As well as a shift away from studying traditionally canonical poets towards broader research directions taking in movements or themes in poetry, people reported a declining number of specialists in poetry, particularly among the younger generation (something compounded by the increasing difficulty of finding academic jobs, and a broader shift away from historical literature and the humanities in general in twenty-first century universities.) Stone also remarked on the dominance of the novel in Neo-Victorian studies and representations – as well as a worrying tendency for poetic lives to be portrayed in a tragic/glamorous mode tinged by conservatism masquerading as transgression. The discussions after Stone’s paper included several testimonials from people who felt like they now had to almost sneak poetry into 19th-century syllabi in order to attract students’ interest. There were also suggestions for an informal Victorian poetry caucus, which would allow people to collaborate and disseminate research, but also raise the profile of the discipline within the wider Victorian Studies field in North America.
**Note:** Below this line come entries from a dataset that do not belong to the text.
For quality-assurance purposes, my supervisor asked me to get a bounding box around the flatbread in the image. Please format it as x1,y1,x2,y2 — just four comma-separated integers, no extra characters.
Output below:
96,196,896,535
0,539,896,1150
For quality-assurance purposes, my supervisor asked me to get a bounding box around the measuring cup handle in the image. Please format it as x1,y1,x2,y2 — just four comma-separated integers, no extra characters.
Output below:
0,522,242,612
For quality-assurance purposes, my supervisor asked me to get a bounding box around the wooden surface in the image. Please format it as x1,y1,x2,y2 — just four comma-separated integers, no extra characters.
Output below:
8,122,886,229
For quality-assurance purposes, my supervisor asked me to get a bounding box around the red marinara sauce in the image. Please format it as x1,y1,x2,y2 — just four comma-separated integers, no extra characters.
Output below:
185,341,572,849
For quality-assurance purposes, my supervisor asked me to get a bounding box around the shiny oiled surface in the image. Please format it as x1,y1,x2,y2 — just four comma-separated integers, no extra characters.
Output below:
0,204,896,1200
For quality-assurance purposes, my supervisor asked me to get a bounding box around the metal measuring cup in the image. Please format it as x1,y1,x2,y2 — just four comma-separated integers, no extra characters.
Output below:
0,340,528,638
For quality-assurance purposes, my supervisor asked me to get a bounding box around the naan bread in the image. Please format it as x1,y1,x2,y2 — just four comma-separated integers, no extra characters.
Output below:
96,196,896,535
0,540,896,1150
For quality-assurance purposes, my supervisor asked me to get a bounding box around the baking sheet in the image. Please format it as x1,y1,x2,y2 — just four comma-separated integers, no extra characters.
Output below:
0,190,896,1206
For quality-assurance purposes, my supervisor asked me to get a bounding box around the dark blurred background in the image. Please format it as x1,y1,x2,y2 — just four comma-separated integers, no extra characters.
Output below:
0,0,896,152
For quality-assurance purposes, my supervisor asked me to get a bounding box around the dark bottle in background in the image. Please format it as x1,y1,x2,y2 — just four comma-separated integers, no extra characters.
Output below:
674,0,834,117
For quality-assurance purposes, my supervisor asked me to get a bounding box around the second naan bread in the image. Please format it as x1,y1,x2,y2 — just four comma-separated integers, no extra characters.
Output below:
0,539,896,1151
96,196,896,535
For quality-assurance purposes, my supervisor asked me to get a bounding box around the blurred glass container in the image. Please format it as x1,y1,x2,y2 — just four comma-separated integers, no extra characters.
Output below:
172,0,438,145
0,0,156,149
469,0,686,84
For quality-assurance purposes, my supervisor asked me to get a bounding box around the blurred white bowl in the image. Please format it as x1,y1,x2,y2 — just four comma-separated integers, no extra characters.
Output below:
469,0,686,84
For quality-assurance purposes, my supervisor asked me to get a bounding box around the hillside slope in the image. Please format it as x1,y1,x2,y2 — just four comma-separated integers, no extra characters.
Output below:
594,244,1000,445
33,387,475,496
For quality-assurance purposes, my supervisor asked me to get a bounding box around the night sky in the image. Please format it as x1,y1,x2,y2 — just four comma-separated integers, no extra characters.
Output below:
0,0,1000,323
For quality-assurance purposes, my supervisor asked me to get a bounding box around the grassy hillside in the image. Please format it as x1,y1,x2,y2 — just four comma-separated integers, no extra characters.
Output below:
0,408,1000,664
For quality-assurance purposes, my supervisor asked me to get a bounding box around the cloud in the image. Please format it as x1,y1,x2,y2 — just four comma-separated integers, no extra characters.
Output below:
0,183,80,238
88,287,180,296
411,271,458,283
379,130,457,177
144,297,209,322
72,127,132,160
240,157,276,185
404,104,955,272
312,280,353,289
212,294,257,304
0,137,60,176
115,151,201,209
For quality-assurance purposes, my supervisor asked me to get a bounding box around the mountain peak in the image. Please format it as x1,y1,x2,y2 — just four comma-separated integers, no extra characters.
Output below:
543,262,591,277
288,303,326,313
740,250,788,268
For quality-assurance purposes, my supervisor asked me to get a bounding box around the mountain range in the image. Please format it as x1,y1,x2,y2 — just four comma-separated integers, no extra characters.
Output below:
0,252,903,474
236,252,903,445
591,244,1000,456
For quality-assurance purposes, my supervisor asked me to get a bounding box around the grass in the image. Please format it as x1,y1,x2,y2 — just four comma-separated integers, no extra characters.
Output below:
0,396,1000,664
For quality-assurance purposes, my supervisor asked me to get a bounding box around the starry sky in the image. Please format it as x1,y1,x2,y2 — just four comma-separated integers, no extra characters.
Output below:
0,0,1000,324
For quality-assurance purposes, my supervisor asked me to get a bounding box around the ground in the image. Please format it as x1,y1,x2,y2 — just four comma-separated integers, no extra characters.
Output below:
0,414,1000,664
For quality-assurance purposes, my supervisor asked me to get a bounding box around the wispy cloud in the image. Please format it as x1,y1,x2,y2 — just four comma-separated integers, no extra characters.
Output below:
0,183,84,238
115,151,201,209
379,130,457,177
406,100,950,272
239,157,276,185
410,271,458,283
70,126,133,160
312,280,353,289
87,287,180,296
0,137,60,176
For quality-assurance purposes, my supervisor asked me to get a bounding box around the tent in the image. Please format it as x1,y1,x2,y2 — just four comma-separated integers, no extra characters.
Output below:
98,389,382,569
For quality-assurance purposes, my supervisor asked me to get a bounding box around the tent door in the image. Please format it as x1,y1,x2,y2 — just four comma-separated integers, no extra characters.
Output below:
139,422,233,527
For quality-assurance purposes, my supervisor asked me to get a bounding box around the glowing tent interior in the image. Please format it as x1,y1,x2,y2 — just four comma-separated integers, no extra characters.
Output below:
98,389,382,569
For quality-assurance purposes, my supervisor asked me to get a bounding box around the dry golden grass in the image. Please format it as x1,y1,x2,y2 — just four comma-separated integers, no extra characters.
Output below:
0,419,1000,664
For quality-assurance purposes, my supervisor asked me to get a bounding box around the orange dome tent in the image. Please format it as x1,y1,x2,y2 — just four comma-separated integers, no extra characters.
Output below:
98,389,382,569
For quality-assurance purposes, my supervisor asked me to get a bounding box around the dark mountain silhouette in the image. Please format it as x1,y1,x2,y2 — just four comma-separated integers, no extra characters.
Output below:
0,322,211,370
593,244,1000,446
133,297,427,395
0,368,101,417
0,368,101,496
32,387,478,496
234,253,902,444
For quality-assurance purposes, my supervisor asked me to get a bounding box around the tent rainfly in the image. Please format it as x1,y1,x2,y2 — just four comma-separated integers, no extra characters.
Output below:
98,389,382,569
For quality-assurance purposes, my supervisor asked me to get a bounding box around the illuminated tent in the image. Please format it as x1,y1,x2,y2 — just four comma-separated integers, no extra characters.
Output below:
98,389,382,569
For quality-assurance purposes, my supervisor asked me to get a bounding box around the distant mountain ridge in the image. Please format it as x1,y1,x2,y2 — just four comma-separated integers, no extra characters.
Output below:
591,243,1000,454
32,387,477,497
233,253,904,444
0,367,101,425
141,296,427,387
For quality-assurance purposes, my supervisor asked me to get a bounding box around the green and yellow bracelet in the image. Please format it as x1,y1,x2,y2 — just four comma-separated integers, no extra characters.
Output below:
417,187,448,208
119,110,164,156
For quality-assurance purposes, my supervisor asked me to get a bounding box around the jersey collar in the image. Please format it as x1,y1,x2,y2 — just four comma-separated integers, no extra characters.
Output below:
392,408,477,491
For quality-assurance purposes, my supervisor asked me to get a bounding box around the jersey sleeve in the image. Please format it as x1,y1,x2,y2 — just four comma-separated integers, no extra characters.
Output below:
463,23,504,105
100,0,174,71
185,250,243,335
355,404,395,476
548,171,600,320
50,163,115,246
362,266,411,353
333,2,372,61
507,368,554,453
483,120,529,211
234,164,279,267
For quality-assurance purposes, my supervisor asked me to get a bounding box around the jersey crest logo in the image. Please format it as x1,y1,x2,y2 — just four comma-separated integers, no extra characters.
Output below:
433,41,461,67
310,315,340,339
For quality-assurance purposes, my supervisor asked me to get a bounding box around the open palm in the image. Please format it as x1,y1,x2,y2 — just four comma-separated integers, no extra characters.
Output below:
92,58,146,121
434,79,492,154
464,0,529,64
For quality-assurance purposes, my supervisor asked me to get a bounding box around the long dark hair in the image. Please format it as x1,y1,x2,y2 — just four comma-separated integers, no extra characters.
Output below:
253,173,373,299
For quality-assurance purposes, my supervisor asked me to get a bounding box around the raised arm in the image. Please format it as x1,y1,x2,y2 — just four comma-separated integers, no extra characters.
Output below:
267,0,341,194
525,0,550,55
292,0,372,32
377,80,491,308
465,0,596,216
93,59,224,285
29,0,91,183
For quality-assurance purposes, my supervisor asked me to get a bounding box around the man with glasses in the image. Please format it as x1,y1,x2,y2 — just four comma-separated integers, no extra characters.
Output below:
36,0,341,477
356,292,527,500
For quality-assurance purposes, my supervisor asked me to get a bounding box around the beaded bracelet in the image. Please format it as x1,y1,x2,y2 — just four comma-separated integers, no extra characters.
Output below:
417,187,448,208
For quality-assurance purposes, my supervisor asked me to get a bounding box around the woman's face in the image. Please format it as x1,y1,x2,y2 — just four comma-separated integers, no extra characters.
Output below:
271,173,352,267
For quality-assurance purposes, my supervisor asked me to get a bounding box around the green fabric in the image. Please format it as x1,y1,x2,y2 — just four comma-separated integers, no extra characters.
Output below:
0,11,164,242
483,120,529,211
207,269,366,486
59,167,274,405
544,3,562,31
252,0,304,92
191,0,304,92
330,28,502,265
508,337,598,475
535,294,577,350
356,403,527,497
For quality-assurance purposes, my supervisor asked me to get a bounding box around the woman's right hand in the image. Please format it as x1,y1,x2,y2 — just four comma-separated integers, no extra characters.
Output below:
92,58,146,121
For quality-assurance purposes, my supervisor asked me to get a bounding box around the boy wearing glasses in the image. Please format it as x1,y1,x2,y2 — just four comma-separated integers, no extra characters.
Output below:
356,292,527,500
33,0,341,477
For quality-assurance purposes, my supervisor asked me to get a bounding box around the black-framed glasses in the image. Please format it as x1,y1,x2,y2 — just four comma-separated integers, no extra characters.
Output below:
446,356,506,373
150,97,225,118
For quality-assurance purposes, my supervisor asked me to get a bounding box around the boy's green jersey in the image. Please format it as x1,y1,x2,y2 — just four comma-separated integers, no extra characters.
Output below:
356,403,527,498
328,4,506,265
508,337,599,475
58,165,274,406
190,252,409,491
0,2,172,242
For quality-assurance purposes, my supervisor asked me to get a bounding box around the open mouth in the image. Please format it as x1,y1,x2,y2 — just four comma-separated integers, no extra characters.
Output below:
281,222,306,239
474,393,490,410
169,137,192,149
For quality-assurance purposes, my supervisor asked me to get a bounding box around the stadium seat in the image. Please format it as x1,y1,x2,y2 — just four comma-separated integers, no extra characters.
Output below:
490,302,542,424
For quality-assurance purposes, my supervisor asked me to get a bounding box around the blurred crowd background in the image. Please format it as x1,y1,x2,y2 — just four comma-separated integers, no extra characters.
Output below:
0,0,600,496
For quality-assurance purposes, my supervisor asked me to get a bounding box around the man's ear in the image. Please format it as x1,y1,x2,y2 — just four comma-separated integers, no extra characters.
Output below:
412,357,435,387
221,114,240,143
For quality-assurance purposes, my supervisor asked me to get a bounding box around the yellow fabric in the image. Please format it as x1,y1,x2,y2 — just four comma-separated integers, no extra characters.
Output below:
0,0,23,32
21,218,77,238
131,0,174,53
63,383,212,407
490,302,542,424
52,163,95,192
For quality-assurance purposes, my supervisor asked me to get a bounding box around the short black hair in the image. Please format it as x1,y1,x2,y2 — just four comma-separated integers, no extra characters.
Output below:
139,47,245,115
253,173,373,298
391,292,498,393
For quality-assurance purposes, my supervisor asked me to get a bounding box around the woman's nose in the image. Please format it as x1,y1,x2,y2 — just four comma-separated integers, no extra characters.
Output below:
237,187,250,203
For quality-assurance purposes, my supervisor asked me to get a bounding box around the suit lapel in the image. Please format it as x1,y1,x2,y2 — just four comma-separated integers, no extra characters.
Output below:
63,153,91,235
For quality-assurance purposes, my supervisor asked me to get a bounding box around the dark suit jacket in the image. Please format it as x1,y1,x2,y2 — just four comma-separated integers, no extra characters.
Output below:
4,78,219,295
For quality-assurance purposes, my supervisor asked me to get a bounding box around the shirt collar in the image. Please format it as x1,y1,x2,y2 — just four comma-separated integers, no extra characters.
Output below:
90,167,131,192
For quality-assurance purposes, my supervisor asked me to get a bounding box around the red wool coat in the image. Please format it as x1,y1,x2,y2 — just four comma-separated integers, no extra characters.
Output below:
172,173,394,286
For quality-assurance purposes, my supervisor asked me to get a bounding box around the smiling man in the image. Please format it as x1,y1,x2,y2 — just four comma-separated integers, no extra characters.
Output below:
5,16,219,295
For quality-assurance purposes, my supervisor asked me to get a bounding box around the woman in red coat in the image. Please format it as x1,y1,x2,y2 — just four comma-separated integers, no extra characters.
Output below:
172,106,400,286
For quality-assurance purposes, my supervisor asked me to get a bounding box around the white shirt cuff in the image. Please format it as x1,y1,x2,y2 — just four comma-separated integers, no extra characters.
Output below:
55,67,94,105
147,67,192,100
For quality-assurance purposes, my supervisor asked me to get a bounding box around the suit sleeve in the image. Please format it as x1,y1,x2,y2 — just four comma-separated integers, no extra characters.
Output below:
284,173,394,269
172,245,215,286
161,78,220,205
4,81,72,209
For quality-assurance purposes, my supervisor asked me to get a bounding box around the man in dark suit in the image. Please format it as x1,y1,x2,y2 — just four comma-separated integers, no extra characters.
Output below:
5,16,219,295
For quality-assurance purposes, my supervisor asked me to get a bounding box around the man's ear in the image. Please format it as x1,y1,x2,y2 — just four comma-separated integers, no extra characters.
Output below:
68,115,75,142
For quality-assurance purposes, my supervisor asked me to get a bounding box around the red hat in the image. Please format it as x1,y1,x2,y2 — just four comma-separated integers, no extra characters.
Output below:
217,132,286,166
The conference also covered many other aspects of Victorian preservation, including issues around archiving documents and objects. Evening activities also preserved Victorian entertainments through reviving them, with a film showing of the 1890 Blue Jeans, and a 19th Century Theatre Caucus performance of How We Live, an 1856 stage adaptation of London Labour and the London Poor directed by Taryn Hakala. The themes that NAVSA 2017 centred, as well as those brought up by the location itself, combined to provoke a number of interesting discussions on how we relate to the past through ideas of particular places or pieces of writing as representative, and the ways in which this relationship changes depending on contemporary concerns.

How We Live (photo credit: Amy Kahrmann Huseby and Taryn Hakala)

Erin Farley
I am grateful to the British Association of Victorian Studies for their award of the Sally Ledger Memorial Travel Bursary, which allowed me to attend this conference.

Erin Farley is a PhD student on the Collaborative Doctoral Award project “Poetry, Song and Community in the Industrial City: Victorian Dundee”, working with the University of Strathclyde and Dundee Central Library to explore the importance of locally-produced verse and song cultures in shaping communities in Dundee.